The stream ran beneath a tapered blue-gray arch. The arch was old, and the elements had had their way with it. Symbols had been carved into the stone, but they were long past deciphering. Maggie tried to read with her fingertips what lay beyond the capability of her eyes.
She was preoccupied, and did not hear a sudden burst of clicking, like the sound of castanets. The others didn't miss it, however, and looked toward a patch of thick briar in time to see a small crablike creature pull swiftly back out of sight.

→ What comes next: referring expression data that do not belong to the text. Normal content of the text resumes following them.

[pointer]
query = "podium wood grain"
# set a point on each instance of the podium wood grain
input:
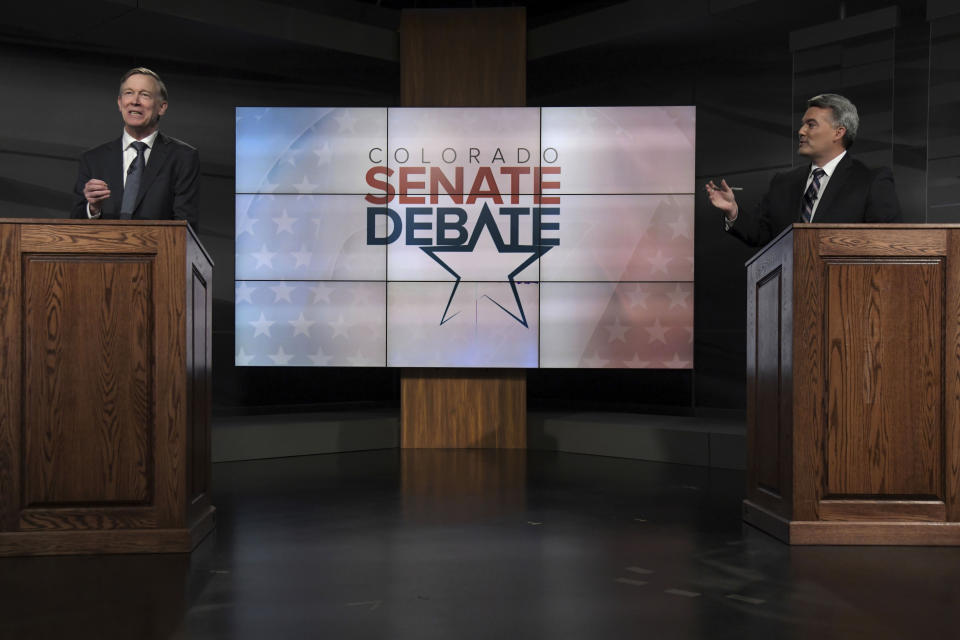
(104, 441)
(466, 58)
(853, 387)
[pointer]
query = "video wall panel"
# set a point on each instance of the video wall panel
(514, 237)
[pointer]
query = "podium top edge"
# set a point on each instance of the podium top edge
(142, 223)
(804, 226)
(99, 222)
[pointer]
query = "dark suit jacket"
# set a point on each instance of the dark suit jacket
(168, 189)
(854, 193)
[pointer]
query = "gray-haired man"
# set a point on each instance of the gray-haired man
(834, 187)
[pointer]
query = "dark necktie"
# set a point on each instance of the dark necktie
(132, 186)
(811, 195)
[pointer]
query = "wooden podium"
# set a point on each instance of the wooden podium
(104, 387)
(853, 385)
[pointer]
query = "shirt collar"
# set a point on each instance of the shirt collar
(126, 139)
(830, 166)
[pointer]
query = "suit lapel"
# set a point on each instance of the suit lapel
(798, 181)
(114, 176)
(158, 155)
(834, 186)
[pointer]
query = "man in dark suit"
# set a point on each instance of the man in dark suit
(144, 174)
(834, 187)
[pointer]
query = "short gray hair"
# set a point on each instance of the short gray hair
(844, 114)
(146, 72)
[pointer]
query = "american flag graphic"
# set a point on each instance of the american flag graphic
(314, 287)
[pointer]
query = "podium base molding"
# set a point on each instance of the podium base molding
(811, 532)
(107, 541)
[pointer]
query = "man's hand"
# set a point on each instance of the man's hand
(95, 191)
(722, 198)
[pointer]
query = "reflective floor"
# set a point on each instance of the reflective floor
(483, 544)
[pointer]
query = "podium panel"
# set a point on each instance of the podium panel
(852, 408)
(104, 357)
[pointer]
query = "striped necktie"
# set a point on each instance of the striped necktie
(132, 186)
(811, 195)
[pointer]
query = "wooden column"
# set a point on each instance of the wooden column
(463, 58)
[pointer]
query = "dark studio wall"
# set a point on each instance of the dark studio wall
(747, 71)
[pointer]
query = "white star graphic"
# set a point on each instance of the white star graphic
(284, 222)
(323, 155)
(302, 257)
(243, 293)
(680, 228)
(302, 326)
(636, 362)
(595, 362)
(638, 297)
(245, 224)
(357, 359)
(340, 327)
(319, 358)
(305, 186)
(659, 262)
(346, 121)
(657, 332)
(263, 257)
(282, 292)
(678, 297)
(676, 363)
(321, 293)
(617, 331)
(262, 326)
(280, 357)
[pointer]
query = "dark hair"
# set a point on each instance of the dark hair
(146, 72)
(844, 114)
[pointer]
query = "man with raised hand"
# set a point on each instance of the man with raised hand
(144, 174)
(834, 187)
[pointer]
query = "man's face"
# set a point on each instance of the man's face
(820, 140)
(140, 104)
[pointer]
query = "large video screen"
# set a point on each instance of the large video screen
(470, 237)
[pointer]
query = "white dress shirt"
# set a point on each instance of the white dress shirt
(129, 155)
(828, 170)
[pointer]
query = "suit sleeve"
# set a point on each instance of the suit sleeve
(882, 202)
(186, 189)
(756, 228)
(79, 209)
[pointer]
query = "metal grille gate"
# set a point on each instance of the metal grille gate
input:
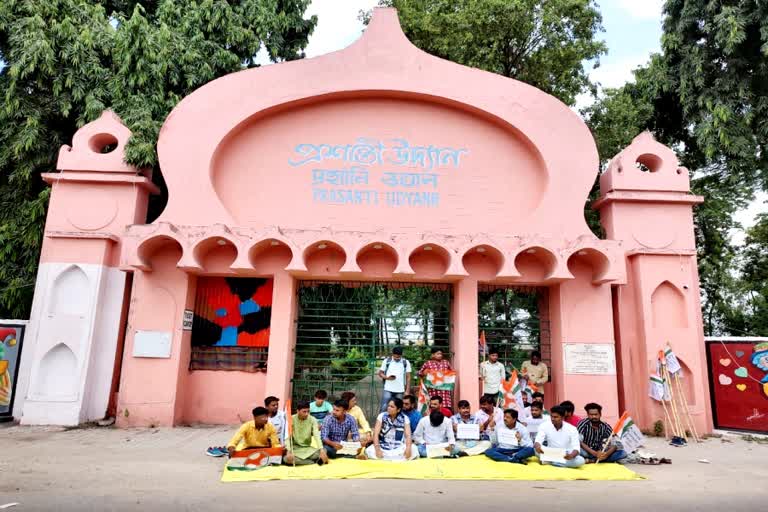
(346, 329)
(515, 321)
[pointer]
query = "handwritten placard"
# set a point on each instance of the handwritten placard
(589, 358)
(373, 172)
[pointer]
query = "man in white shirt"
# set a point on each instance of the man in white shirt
(276, 416)
(488, 417)
(395, 371)
(512, 442)
(492, 374)
(535, 419)
(435, 429)
(558, 434)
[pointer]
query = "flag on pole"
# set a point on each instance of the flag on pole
(423, 398)
(673, 365)
(627, 432)
(288, 425)
(511, 393)
(656, 388)
(442, 380)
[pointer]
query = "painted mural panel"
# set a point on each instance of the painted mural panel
(231, 324)
(739, 381)
(10, 352)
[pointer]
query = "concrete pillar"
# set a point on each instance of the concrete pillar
(69, 354)
(282, 336)
(464, 340)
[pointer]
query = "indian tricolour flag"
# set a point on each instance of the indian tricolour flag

Beyond the arch, they found a statue of one of the natives. It was tipped over, and half-buried, but they took time to dig it up. Erect, it would have been twice George's height. They tried to clean it with water from a nearby stream, and were impressed with the abilities of the sculptor: they thought they could read character in the stone features. Nobility. And intelligence.
They measured and mapped and paced. George seemed more interested in what they couldn't see. In what lay hidden in the forest floor. He wondered aloud how long it would take to mount a full-scale mission.